Some Canadian soldiers serving in Afghanistan say the mission is worth their sacrifices.

"Every war has a price," said Cpl. Vartan Koumayan. But he noted, "I am really in no position to know whether we're or not we are getting anywhere."

Master-Cpl. Tatyana Danylyshyn said, "It's not a hopeless cause."

There are about 2,500 Canadian soldiers serving in the Afghan mission. Eighty have died.

Some critics say Canada needs to end its combat role. The Council of Canadians has warned that they will keep tabs on those MPs who voted in favour of extending the mission -- and they have threatened to campaign against them in the next federal election.

A Liberal senator says MPs did not pay enough attention to the mission funding, but instead focused on the political debate over why Canada is in Afghanistan.

"This war is going to take a lot more money than this government is prepared to admit," said Colin Kenny. "This government is also clearly not prepared to invest in it."

New Democrat Dawn Black says it is difficult to find out exactly what it costs Canada to fund the war. The mission's funding is part of the overall operating budget at the Department of Defence.
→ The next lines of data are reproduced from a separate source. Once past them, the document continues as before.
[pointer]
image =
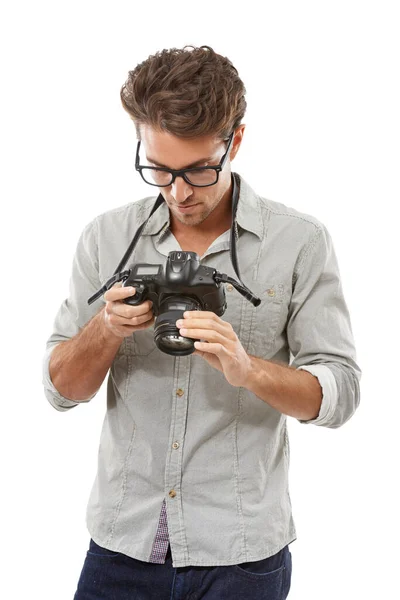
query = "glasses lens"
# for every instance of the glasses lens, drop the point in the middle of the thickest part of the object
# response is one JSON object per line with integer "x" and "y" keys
{"x": 202, "y": 177}
{"x": 164, "y": 178}
{"x": 155, "y": 177}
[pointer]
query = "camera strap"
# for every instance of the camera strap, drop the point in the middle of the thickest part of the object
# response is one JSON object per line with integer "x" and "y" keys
{"x": 118, "y": 273}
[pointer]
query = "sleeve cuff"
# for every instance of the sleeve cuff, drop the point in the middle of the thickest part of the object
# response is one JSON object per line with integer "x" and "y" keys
{"x": 53, "y": 396}
{"x": 329, "y": 393}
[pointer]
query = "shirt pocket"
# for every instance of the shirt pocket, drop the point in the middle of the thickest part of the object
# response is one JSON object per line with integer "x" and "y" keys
{"x": 266, "y": 319}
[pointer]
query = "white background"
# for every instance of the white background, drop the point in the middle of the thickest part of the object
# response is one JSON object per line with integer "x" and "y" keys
{"x": 322, "y": 136}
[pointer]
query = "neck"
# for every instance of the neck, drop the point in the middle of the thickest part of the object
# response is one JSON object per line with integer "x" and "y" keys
{"x": 218, "y": 221}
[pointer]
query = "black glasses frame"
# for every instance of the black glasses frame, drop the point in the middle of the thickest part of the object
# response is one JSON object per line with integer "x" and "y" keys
{"x": 182, "y": 172}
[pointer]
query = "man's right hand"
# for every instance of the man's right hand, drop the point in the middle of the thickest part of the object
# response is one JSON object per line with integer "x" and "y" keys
{"x": 122, "y": 319}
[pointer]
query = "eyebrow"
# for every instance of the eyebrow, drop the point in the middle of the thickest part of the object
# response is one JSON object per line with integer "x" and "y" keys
{"x": 197, "y": 162}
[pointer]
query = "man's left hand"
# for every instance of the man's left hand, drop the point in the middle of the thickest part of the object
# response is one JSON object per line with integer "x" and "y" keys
{"x": 221, "y": 347}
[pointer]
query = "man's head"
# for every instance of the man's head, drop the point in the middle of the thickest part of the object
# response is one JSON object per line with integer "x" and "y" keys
{"x": 185, "y": 104}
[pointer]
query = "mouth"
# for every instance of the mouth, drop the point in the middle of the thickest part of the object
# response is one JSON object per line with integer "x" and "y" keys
{"x": 185, "y": 208}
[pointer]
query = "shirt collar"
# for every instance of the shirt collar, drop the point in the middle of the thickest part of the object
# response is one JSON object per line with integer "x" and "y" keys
{"x": 248, "y": 215}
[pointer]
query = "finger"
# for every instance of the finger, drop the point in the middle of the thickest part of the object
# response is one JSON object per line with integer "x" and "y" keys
{"x": 211, "y": 348}
{"x": 222, "y": 327}
{"x": 205, "y": 334}
{"x": 118, "y": 292}
{"x": 127, "y": 311}
{"x": 116, "y": 319}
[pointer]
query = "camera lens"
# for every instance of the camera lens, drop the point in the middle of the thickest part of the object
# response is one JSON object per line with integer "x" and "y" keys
{"x": 166, "y": 334}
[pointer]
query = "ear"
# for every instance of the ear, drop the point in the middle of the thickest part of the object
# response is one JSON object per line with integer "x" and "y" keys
{"x": 237, "y": 140}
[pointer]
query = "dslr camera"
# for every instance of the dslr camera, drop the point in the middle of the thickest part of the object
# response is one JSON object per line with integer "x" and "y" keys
{"x": 179, "y": 285}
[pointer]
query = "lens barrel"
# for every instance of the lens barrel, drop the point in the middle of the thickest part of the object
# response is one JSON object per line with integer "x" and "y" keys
{"x": 166, "y": 334}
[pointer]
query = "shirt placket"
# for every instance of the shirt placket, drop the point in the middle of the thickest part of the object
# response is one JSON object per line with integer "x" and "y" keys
{"x": 173, "y": 470}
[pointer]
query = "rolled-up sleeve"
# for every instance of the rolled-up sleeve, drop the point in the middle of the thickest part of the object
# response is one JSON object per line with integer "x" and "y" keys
{"x": 319, "y": 331}
{"x": 74, "y": 311}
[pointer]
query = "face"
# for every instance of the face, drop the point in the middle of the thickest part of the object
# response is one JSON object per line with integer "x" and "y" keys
{"x": 190, "y": 205}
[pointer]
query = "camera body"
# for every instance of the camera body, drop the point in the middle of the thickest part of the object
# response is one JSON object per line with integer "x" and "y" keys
{"x": 181, "y": 284}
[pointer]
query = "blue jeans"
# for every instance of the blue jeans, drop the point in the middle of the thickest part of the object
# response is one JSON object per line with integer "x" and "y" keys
{"x": 108, "y": 575}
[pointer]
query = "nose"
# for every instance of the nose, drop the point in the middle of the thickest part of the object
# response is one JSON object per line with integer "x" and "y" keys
{"x": 180, "y": 190}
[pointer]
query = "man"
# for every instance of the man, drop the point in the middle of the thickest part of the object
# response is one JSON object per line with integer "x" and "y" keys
{"x": 191, "y": 495}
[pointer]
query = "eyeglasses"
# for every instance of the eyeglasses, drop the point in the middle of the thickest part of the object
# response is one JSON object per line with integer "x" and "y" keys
{"x": 197, "y": 176}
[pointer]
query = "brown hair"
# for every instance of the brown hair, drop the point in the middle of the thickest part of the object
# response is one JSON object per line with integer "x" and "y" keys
{"x": 188, "y": 93}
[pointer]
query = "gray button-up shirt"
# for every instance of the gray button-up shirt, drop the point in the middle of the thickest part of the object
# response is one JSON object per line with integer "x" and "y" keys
{"x": 175, "y": 430}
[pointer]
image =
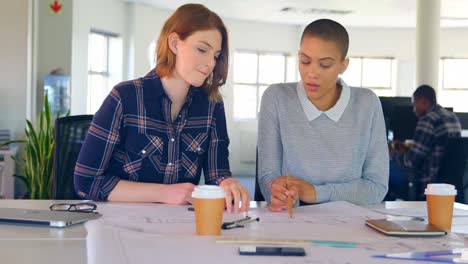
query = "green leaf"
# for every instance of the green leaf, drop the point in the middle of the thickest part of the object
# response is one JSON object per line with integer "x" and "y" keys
{"x": 36, "y": 166}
"Clearly, if they (the government) can downplay the costs in both human terms and in dollar terms, they think that will work to their advantage," Black said.

RESP confidence motion

The Afghan vote was not the only confidence motion on Parliament's agenda today.

A budgetary ways-and-means motion also passed the Commons. It sets the stage for cancelling a Liberal private member's bill which would give tax breaks to parents saving for their kids' education.

That bill is currently before the Senate. The Tories have argued the private member's bill could cost $900 million a year by giving parents big tax breaks on RESPs.

Dion had signalled that his party was not ready for an election, therefore, most Liberal MPs didn't defeat Thursday's Tory motion. Most abstained and the motion passed 124-87.

Dion has said that he will wait until a few weeks after next Monday's byelections to decide whether or not to topple the government.